Suicide doesn't quite swell the ranks. :-)

> Our "enemies" are not just the politicians and business
> conglomerates and their henchmen who rule the present "system", but also
> "the people" themselves. They are the ones who really hold the system up,
> and prevent important social/political/ economical/technological change.

The "people" are you and I as well. My point is that, given the best of
information, the "people" will generally choose to better themselves.
The problem then becomes giving the people the best of information.

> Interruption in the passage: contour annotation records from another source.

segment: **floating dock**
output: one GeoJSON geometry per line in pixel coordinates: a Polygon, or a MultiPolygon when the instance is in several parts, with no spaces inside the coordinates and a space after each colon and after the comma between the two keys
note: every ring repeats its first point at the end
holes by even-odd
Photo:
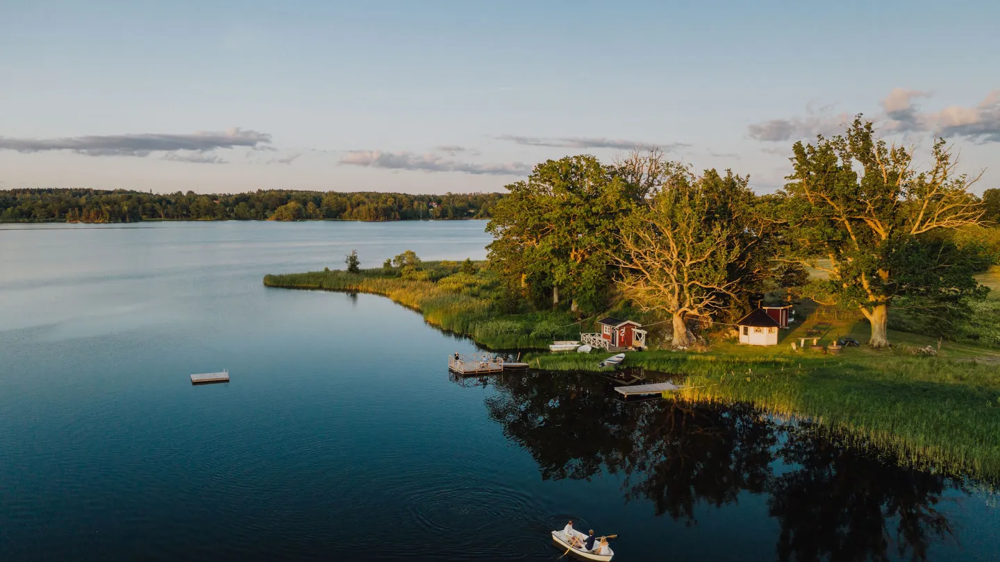
{"type": "Polygon", "coordinates": [[[229,382],[229,371],[191,375],[191,384],[208,384],[212,382],[229,382]]]}
{"type": "Polygon", "coordinates": [[[616,392],[620,392],[622,395],[626,397],[642,396],[644,394],[662,394],[664,392],[671,392],[674,390],[684,390],[684,388],[670,382],[658,382],[654,384],[637,384],[634,386],[615,387],[616,392]]]}
{"type": "Polygon", "coordinates": [[[527,369],[527,363],[504,361],[500,357],[485,353],[468,355],[452,355],[448,358],[448,370],[460,375],[488,375],[503,370],[527,369]]]}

> The reasons for this are of course a childish fear of "the unknown", an
> aversion to personal responsibility, pure laziness, stupidity and related
> negative characteristics. Indeed, most people prefer to huddle up
> under the ubusive wings of Big Brother, pretending to be safe, rather than
> to boldly and independently surge forwards in life, always looking for
> improvement.

This is a common view and, in my opinion, untrue. People do not "huddle"
with Big Brother. Indeed, it is Big Brother who "corrals" them into
finite areas bounded by law. People are, in my opinion, by nature
self-aggrandizing animals. Fear may have once been the reason for the
social contract. However the only things "unknown" these days are of
concern to the most expert of scientists. Indeed, it is arrogant to
underestimate the collective intelligence of the human race -- or at the
very least the democratic electorate. People are smarter together than
by themselves -- once again, if they have the best of information.

> Therefore, any attempt to change the system from within is certain to fail,
> the
> progressive Extropian ideas simply lack a broad popular support.
> Consequently, Extropian politicians would be a small minority and thus an
> easy target for their less enlightened colleagues. Their progressive
> proposals would either be badly
> compromized, or be ignored/defeated.

Watered-down policy is the essence of Madisonian political architecture.
I would expect nothing less than a half-baked attempt at deregulation of
key industries.

> What are the alternatives then; doing nothing? No, this would definately
> be very
> un-Extropian.

"When the proper man does nothing, his thought is felt ten thousand
miles." -- Lao Tse


> Any "tough" future colonists (the real Extropians) out there?

I appreciate your vision.

Hagbard Celine

Not a clerk of the nostalgia of the declining ruling class.